A long legged, long headed sorrel gelding taught me how to be humble.
I was riding horses for a good friend of mine, a gal with the trucks, trailers, horses and everything else I could only dream of.
I was mounted on horses that cost over five figures almost daily( a fortune to me!), I was in heaven!
A girl came by one day to show her string of barrel horses to the boss lady, and the boss lady wanted me to take a few of them through. She'd hurt her back recently, which was the cause for my present employment. I'd been there early that afternoon, and had looked through most of what had been brought in. There were only 4, and one stood out to me. He packed a famous brand on his left hip, it was known throughout the barrel racing world as the mark of a winner....my mouth watered. I already knew I wanted him for me, but didn't think there was any way my parents could afford him.
One by one, I took the horses through the pattern, boss lady watched, asked what I thought, then visited with their seller. We saved the one with the brand for last, I could feel my palms getting damp as I walked up to slip his bridle on. He was above and beyond anything I'd ever ridden; at least in my mind he was. Sort of like going from driving a go cart at home, to going to a big track and getting behind the wheel of a Nascar stock car. He was quiet, calm, everything felt good. He warmed up easy, went through the pattern as quiet as a lamb, then took my breath away when I took him through full speed. He was my dream horse...and then the other boot dropped. He had egg bar shoes on, was rumored to have navicular, and would occasionally duck the first barrel.
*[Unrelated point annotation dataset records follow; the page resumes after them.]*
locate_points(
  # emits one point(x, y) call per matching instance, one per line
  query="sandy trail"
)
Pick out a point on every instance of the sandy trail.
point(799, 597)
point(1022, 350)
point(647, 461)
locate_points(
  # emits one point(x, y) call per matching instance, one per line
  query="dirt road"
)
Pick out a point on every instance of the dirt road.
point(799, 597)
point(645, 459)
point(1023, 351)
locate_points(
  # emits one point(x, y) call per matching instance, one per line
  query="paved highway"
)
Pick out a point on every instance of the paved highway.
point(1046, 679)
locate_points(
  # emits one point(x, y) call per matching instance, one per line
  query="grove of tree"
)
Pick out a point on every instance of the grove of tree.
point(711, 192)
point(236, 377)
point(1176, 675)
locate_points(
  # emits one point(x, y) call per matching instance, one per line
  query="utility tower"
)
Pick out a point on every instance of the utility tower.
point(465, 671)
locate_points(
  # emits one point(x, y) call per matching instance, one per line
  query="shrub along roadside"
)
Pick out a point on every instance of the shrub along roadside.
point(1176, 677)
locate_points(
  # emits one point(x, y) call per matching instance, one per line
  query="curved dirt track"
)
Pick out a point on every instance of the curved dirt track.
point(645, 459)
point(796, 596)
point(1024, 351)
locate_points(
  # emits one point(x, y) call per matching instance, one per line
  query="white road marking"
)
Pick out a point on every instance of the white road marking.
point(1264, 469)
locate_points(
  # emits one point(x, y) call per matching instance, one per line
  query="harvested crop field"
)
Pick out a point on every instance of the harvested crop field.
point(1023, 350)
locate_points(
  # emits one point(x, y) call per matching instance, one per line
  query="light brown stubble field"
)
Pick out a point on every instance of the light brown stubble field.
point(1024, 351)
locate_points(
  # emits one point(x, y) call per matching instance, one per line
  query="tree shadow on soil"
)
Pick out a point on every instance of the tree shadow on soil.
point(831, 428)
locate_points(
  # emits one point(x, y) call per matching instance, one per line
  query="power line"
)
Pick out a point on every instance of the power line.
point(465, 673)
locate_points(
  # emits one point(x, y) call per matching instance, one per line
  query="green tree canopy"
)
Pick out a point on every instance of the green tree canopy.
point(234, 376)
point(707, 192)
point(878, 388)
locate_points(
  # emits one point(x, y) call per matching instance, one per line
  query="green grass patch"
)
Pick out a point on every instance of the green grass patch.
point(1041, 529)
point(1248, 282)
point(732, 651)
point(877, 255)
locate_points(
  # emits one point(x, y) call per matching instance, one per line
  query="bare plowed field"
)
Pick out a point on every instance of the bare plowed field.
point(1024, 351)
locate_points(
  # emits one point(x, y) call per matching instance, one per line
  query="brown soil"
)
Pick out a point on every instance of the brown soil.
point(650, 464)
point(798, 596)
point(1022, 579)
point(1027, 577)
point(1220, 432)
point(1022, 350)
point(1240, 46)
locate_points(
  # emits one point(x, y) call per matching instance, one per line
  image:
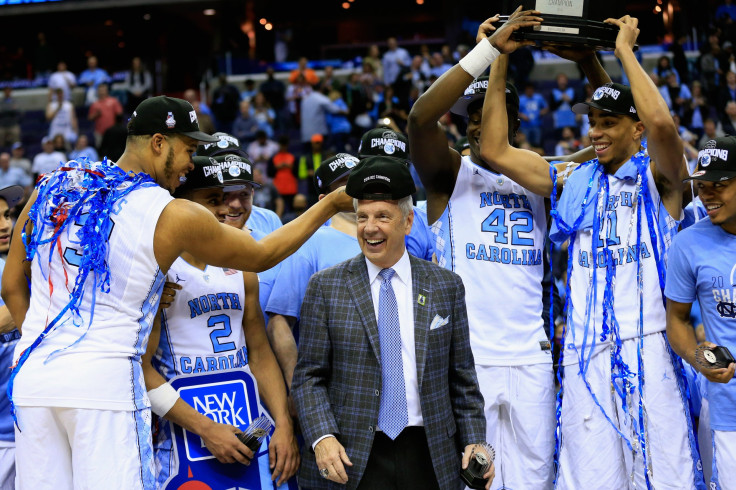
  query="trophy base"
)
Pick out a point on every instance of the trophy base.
point(567, 31)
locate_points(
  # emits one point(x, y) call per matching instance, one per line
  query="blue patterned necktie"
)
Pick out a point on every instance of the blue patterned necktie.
point(392, 413)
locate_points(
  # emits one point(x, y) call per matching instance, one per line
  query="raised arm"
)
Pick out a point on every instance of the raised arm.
point(522, 166)
point(437, 163)
point(663, 140)
point(185, 226)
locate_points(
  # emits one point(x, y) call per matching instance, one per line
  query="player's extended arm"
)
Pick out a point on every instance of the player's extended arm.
point(681, 336)
point(283, 453)
point(280, 335)
point(663, 140)
point(185, 226)
point(220, 439)
point(437, 163)
point(17, 274)
point(523, 166)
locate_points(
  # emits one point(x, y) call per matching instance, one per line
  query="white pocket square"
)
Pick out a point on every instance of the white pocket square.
point(438, 322)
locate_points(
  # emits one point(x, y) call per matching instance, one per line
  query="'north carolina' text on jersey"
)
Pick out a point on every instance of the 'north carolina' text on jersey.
point(492, 235)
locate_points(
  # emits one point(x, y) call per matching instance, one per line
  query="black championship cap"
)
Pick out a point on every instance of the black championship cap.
point(12, 194)
point(383, 141)
point(477, 90)
point(167, 115)
point(231, 172)
point(717, 160)
point(226, 144)
point(611, 97)
point(380, 178)
point(332, 170)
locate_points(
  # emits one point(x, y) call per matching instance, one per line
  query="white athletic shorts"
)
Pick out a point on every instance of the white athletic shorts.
point(593, 455)
point(520, 415)
point(724, 460)
point(7, 466)
point(83, 449)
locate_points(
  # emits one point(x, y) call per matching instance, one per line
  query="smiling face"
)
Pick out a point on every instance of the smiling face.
point(615, 138)
point(381, 231)
point(239, 206)
point(719, 199)
point(6, 225)
point(178, 161)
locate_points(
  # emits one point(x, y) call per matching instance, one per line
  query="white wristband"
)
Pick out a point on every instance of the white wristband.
point(479, 58)
point(162, 399)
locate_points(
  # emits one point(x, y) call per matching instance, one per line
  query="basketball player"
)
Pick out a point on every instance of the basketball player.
point(98, 240)
point(624, 422)
point(181, 342)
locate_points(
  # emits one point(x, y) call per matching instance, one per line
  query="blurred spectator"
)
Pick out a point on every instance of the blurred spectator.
point(91, 78)
point(204, 114)
point(373, 58)
point(568, 143)
point(225, 100)
point(9, 119)
point(711, 130)
point(263, 113)
point(18, 157)
point(138, 84)
point(267, 196)
point(726, 9)
point(64, 79)
point(103, 112)
point(282, 170)
point(677, 95)
point(532, 107)
point(295, 92)
point(310, 76)
point(393, 59)
point(562, 97)
point(338, 124)
point(245, 125)
point(664, 68)
point(250, 90)
point(274, 91)
point(112, 145)
point(61, 116)
point(298, 206)
point(83, 150)
point(12, 175)
point(727, 94)
point(48, 160)
point(308, 163)
point(262, 150)
point(313, 114)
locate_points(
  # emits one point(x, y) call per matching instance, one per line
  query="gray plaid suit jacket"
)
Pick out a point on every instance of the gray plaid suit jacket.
point(337, 380)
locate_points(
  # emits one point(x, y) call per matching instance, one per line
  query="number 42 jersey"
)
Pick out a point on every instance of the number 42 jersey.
point(492, 234)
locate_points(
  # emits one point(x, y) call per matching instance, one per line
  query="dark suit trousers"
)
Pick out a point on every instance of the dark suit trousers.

My parents did manage to buy him for me, and I never had a bigger reality check than I did after we owned him. I worked my butt off to get him in shape, to keep him sound, rode several hours a day, never left the barn it seemed. But when you have damaged goods to start with, it's hard to piece it back together. We'd do great for a few runs, then it would all fall apart again. His mind and his body had been pushed far beyond what he deserved. He tried, Lord knows he gave me what he could. I learned to recognize what was fair to ask of him, and what was just out of the question. He eventually went on to become a trail horse, then a kid's horse, both of which amazed me to no end. He was the definitive "point" in my life, the horse that taught me to step up and RIDE. Not train, not pick and pull and over analyze, but to swing a leg over and screw down...or get left behind.
A little blue blooded sorrel mare taught me one simple lesson....I don't get along with mares. End of story. Hers was another story of being exceptional, then being punished as a result of her excellence. When a previous owner realized they couldn't ride her, and couldn't sell her because of the issues they'd given her, they did something deplorable. The insured her sky high, tied her solid in a ramshackle trailer, then did their best to end her life. How she lived through it, heaven only knows. Live through it she did, despite their efforts.
She was distrustful, gorgeous, bred to the hilt, and a walking time bomb. The slightest things would set her off, she'd fly backwards and do her best to escape her present situation, no matter who or what was around. My dad and I managed to get past most of the snarls in her mind, I was able to compete on her a little. She just couldn't handle the pressures of hauling, no matter how careful we were she had a meltdown every trip. We sold her to a girl who was desperate to use her as a broodmare, only to find out a year later that she died in the process of foaling. It seemed like a cheated end for such a talented horse, but then again she was happier in that last year than she'd ever been. Turned out to pasture, no riding, no hauling, no fear. She taught me what type of horses I wanted to make, and reinforced the things I didn't want to put a horse through.
Those three horses are etched into my memory, they made me who I am today. My kids may never spend hours and hours in the barn the way that I did, it's their choice if they choose to or not. If I have to go to baseball or soccer games instead of rodeos, I'm OK with that. I will always hope in the back of my mind that they'll put down the ball or bat, and go pick up a halter instead. Dedication, perserverance, sure, sports can teach those things. Things that any kid can learn through trial and error on any given day.
The lessons learned from asking an 1100 pound animal to trust you implicitly, and being honored by earning that trust....that's something a kid can't learn from a ball.